Species of shrub endemic to Western Australia

Hakea eneabba is a shrub in the family Proteaceae. It is endemic to an area along the west coast in the Mid West region of Western Australia.

==Description==
Hakea eneabba is a low, many-branched lignotuberous shrub growing to a height of 0.4 to 1.5 m. Smaller branches are either smooth or hairy. Leaves are smooth and rigid with a central vein the length of the leaf ending with a sharp point at the apex.

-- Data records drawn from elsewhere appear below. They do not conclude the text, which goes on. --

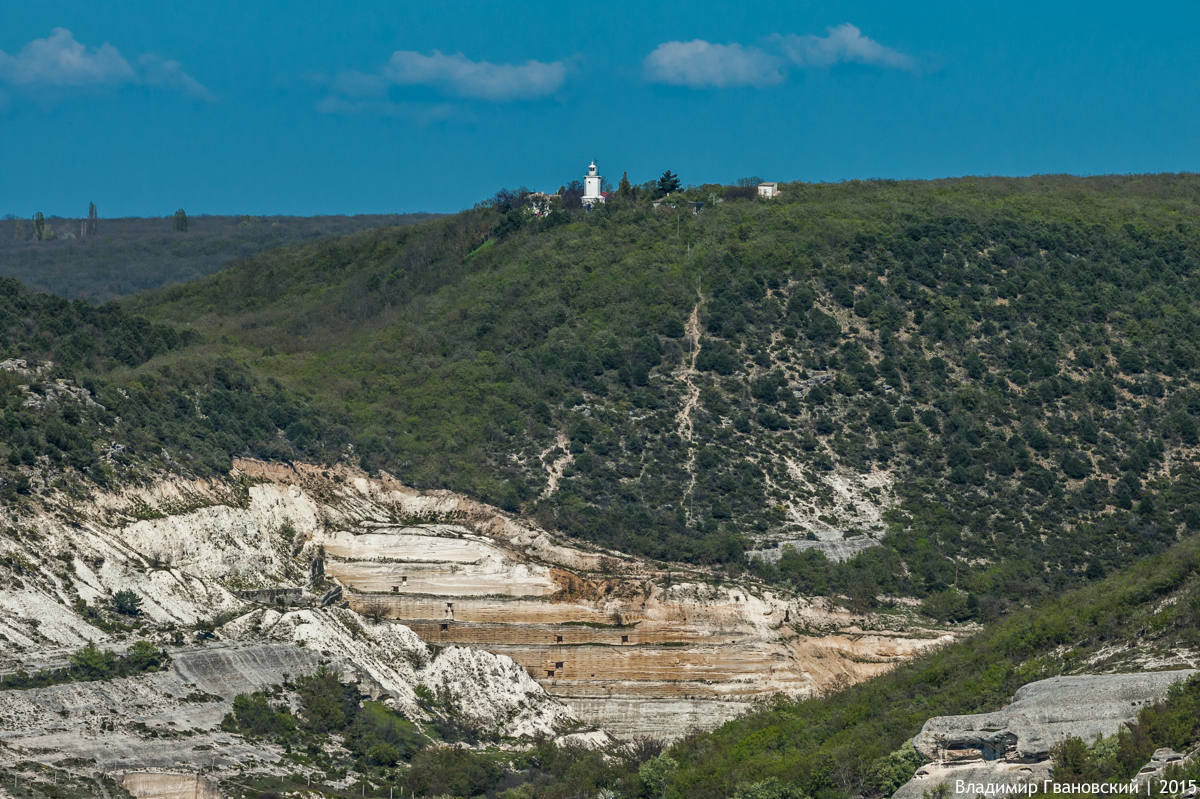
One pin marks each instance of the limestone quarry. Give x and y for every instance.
(281, 569)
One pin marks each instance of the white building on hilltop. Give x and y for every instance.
(592, 182)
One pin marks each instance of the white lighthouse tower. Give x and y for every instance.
(592, 182)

The leaves grow alternately or are whorled around the stem 30-120 mm long and 4-14 mm wide, widest above the middle. The inflorescence consists of 14–18 chrome-yellow flowers appearing in leaf axils in upper branches. The pedicel is smooth 2-3 mm long. The perianth pale yellowish to green and 24-27 mm long. The style is smooth and 28-31 mm long. The fruit form in the leaf axils at an angle to the stem are egg-shaped 2.2-2.4 cm long and 1.1-1.4 cm wide tapering to a rounded beak .

==Taxonomy and naming==
This species of Hakea was named after the vicinity of Eneabba where it grows. It was first formally described by the botanist Laurence Haegi in 1999 in the work Flora of Australia by Haegi, William Robert Barker, Robyn Barker and Annette Wilson.

==Distribution and habitat==
It grows in scattered areas in and around Eneabba between Geraldton in the north to Dandaragan in the south on deep sand in heathland. This ornamental species requires a well-drained site in full sun.